Changing the perception
Much like their pro cycling counterparts, the J-1 riders are accompanied by multiple staff members to ensure they are able to complete the course safely and without injury.
Giloy details the ten staff that are on hand for the twelve women including physiotherapists, an osteopath, mechanics, a photographer, outriders and other general support staff along the way.
“We are really happy to have staff like this, which makes all of it, not easy, but a lot easier for us,” says Giloy. “We just have to ride the bikes. This is basically just all we need to do and smile for the photos. And they take care really of the rest.”

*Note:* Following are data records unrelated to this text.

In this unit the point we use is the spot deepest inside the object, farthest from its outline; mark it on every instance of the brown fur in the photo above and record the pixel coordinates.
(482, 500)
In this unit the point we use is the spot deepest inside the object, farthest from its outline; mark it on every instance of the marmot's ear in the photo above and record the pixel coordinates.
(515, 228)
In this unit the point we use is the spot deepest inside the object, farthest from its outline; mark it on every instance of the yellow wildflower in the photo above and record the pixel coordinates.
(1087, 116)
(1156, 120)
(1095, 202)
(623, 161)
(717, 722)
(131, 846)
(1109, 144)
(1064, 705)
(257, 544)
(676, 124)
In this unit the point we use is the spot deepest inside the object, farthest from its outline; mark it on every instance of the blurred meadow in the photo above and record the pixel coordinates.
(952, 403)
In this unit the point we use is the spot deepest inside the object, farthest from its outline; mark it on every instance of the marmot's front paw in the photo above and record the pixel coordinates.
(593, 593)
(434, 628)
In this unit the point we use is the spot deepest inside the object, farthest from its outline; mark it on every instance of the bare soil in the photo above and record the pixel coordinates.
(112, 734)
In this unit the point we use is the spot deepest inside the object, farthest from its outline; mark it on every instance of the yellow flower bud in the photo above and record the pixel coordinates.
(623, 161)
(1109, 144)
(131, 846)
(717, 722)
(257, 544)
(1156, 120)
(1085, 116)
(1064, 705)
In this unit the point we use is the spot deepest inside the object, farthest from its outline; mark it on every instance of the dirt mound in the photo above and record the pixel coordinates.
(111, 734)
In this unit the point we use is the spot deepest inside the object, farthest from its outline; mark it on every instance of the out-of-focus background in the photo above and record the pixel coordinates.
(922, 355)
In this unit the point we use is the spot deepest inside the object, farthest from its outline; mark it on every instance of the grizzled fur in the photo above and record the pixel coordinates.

With the continued support of their staff, fellow riders, and fans of the initiative both on the roadside and online, the Donnons des Elles Au Velo J-1 riders are not planning to slow down.
“We want to continue to promote cycling but also work more on a local and regional scale. With local clubs, or with local authorities,” says Giloy. “For instance, I have been organising some female rides here in Brest in collaboration with the Giant store, and it was really nice because everybody was so happy to see [it] and they all told me it's so cool to just be riding with girls. We've never done it and unfortunately it's not the same than with men.”
Changing the perception of cycling as a men’s sport and encouraging more women to ride is at the core of their campaign.
“Cycling is mostly or is often considered as a men's sport, which has actually no reason to be,” says Giloy. “It's a sport like every other sport, and there should be no - female cycling or male cycling - it should just be cycling.”